As the Obama administration made clear today, the United States will work with our Libyan government partners to bring the perpetrators of this despicable act to justice.

This attack underscores the urgency of the work Ambassador Stevens and his colleagues were in Libya to accomplish: to help the Libyan people establish the rule of law, eliminate terrorist networks, and disband militias. As our former colleague Sarah Margon noted last July, disbanding Libya’s militias and establishing a fair and effective justice system remain critical tasks for Libya’s newly elected government and its international supporters.

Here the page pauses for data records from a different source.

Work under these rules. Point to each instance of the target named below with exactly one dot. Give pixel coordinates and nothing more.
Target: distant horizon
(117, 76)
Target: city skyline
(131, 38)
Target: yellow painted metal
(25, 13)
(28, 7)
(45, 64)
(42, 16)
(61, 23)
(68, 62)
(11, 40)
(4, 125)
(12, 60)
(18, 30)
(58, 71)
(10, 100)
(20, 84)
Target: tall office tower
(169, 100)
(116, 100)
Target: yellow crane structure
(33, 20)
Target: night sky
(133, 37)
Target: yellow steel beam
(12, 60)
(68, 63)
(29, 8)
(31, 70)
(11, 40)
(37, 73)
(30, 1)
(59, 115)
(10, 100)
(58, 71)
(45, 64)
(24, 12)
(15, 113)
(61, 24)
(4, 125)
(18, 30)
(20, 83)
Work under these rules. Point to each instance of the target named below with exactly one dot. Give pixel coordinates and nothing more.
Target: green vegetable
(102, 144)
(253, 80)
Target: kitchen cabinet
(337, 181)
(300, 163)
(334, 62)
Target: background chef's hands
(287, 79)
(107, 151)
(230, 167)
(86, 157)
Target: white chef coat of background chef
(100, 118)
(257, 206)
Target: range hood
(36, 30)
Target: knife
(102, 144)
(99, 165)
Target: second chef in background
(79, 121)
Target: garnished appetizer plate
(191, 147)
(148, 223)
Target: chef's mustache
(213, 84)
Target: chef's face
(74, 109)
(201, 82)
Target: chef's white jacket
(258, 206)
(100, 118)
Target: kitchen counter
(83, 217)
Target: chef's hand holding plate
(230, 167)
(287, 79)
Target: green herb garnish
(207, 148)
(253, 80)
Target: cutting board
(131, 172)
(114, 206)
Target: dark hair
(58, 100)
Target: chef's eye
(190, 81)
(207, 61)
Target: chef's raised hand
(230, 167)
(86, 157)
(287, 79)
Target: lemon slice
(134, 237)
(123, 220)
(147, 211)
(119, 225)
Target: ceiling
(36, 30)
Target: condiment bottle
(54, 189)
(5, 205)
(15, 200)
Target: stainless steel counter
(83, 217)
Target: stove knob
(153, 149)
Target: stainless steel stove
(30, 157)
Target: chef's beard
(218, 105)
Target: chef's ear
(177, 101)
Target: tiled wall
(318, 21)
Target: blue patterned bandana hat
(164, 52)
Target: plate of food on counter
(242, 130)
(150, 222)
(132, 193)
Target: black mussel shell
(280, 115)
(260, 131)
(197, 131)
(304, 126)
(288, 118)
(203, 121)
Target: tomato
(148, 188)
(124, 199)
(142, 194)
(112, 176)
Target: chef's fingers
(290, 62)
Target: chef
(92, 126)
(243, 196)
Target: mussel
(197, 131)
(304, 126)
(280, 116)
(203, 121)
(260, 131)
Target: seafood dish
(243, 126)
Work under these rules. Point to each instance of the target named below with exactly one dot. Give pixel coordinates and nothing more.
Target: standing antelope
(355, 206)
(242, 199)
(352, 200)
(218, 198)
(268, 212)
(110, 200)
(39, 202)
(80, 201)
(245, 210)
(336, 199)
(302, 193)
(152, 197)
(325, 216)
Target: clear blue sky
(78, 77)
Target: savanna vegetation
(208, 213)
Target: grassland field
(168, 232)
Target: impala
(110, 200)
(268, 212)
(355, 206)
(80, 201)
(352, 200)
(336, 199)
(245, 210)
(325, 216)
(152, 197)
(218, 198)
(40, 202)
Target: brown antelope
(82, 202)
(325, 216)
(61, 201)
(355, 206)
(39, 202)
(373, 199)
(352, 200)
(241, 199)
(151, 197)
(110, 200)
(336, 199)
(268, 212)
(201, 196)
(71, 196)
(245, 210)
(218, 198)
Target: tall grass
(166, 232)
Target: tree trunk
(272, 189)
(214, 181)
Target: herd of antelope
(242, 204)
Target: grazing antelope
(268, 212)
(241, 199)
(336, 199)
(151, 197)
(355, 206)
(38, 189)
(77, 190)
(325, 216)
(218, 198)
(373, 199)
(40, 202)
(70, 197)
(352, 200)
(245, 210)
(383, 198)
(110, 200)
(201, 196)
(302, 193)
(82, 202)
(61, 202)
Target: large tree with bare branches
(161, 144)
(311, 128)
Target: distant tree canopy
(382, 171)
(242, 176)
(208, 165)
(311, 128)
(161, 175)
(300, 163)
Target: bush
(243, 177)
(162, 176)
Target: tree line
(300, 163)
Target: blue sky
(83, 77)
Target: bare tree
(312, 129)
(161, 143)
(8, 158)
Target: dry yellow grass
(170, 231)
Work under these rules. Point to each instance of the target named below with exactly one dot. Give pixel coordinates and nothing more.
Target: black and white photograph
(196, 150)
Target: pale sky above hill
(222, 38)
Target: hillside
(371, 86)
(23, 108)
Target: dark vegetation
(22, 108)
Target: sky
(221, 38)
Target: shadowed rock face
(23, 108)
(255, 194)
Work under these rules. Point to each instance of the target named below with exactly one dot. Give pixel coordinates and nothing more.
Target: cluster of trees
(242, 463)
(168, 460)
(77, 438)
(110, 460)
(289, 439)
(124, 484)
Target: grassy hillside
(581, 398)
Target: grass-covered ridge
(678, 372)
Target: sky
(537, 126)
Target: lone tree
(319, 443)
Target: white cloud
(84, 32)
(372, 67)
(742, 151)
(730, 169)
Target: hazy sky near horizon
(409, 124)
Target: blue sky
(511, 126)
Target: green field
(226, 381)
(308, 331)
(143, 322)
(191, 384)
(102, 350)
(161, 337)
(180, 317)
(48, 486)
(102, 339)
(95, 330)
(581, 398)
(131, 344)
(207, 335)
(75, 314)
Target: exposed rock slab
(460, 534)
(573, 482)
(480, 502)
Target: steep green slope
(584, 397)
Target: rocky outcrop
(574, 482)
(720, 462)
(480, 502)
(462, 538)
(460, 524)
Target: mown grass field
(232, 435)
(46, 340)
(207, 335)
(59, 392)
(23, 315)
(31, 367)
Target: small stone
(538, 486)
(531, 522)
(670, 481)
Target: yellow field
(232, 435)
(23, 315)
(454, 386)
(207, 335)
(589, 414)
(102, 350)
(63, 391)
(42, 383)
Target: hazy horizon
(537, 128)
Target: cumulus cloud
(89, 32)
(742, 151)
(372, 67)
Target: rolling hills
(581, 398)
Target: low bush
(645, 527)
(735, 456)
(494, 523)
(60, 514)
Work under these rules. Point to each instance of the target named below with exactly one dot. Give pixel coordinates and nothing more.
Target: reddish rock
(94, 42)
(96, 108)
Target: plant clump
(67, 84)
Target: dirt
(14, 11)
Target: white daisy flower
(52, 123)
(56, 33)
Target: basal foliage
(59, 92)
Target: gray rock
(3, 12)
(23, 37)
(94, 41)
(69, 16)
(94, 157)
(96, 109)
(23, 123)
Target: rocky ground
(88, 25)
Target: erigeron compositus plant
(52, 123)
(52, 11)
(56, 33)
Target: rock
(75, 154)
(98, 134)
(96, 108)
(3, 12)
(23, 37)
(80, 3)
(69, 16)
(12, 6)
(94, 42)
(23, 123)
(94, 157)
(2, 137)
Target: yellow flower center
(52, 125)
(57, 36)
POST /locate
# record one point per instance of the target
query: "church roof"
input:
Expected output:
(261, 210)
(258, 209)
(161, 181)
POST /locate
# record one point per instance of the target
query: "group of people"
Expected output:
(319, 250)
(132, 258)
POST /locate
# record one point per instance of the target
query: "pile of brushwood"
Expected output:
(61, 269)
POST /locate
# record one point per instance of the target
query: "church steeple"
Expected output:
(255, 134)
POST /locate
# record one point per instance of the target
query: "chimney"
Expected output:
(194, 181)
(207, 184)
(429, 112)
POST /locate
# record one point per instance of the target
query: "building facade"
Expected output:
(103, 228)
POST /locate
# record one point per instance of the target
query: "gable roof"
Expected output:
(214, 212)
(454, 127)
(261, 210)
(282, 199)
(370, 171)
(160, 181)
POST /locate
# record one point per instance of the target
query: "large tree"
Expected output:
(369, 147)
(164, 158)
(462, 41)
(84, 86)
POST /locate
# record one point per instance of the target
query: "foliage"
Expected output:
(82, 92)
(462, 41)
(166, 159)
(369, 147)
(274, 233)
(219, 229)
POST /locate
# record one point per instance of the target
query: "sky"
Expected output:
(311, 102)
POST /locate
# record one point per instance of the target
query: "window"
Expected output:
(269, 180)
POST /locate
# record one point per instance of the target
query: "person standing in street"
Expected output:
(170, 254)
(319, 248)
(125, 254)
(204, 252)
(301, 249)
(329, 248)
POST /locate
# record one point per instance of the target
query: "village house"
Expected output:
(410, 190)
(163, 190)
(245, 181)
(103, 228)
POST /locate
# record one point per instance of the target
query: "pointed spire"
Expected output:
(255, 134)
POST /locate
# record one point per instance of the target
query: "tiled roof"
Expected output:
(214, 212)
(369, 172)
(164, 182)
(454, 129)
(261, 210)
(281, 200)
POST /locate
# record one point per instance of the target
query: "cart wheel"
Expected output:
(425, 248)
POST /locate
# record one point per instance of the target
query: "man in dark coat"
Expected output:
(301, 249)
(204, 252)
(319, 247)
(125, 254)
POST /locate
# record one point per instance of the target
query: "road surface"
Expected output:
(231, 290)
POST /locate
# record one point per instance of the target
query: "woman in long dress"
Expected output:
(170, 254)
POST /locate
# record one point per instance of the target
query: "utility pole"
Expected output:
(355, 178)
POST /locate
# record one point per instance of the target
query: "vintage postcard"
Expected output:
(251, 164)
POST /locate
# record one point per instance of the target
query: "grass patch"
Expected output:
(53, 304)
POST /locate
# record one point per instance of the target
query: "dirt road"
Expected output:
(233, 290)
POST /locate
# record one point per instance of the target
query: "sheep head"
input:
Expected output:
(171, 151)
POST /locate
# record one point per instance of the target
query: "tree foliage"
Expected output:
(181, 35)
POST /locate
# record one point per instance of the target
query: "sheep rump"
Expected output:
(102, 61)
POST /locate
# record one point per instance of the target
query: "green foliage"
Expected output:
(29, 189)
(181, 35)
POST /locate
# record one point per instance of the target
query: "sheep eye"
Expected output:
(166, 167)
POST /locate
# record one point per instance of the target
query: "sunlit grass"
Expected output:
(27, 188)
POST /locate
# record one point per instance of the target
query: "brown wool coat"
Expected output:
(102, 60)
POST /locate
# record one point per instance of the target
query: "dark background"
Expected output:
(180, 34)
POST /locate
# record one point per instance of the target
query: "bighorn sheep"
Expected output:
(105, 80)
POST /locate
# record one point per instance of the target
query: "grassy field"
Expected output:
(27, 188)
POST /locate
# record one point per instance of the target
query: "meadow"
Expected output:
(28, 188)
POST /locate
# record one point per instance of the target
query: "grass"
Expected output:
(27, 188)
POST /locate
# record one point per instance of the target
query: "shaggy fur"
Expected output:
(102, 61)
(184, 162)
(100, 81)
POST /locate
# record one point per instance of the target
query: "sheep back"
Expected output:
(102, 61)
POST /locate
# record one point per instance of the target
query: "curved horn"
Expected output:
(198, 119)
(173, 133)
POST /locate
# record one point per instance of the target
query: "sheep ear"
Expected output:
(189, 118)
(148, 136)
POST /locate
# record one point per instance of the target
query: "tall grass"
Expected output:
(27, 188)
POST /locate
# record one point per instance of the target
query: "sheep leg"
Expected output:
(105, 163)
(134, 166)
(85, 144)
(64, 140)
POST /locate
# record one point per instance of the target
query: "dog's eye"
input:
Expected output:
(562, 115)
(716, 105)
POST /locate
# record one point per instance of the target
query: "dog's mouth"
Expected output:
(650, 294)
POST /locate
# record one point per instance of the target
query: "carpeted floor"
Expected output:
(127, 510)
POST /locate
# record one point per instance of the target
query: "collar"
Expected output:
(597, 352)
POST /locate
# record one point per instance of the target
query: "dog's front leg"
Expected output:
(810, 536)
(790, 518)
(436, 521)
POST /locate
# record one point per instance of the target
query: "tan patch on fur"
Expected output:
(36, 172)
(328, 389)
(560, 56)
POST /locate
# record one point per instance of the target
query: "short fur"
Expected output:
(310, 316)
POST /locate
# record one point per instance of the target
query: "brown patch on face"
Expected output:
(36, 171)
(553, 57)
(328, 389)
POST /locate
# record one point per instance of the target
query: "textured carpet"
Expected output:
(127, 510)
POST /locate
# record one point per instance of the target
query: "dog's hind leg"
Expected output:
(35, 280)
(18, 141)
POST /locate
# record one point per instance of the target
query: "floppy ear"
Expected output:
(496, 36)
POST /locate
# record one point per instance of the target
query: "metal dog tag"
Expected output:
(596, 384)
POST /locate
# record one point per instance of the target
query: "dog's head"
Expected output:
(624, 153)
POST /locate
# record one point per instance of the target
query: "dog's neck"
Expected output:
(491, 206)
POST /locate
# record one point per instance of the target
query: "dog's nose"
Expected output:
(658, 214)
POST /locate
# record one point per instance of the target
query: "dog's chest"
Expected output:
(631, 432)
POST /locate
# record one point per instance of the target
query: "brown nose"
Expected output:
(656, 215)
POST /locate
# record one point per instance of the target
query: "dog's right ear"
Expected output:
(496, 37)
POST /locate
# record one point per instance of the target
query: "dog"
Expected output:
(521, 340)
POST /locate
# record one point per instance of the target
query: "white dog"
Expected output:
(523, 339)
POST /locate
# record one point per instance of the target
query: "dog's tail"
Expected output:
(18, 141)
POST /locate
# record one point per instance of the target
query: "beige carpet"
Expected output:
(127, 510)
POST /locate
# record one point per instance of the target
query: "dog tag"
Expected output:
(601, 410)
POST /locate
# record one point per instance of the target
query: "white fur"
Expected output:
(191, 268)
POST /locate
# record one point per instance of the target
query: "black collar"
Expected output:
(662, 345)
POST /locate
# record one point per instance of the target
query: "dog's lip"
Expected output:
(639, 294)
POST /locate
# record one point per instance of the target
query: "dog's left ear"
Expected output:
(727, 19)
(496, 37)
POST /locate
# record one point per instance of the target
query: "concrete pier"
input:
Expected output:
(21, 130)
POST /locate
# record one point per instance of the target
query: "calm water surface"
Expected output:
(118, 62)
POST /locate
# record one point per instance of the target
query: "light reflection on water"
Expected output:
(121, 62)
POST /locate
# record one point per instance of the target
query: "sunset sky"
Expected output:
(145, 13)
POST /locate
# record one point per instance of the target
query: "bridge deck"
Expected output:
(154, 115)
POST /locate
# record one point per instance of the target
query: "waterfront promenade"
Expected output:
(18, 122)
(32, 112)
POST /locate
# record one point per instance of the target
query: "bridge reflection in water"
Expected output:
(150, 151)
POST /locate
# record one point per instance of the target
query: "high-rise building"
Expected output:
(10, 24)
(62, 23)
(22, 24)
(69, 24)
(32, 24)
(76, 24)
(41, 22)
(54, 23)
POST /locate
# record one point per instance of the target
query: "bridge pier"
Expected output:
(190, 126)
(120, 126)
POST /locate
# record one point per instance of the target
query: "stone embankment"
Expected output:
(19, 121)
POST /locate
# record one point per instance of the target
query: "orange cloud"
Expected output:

Libyans remain friendly to the United States, view Al Qaeda and other extremists as a major threats to their country’s future, and want a robust political, economic, and security relationship with the United States and its European allies. For precisely this reason, Ambassador Stevens and his many colleagues on the ground have worked so diligently to forge a strong relationship between the United States and a newly democratic Libya.

Yesterday’s attack reminds us that extremist groups and voices still aim to dominate the ongoing processes of progress and change in the Middle East through violence. American leadership remains essential to ensuring these extremists do not derail the promise of change in the Middle East, and the United States should remain focused on its fundamental support for change and progress in the region as it seeks justice for the murders of Ambassador Stevens and his colleagues.

Brian Katulis is a Senior Fellow at the Center for American Progress who concentrates on Middle East and Central Asian affairs.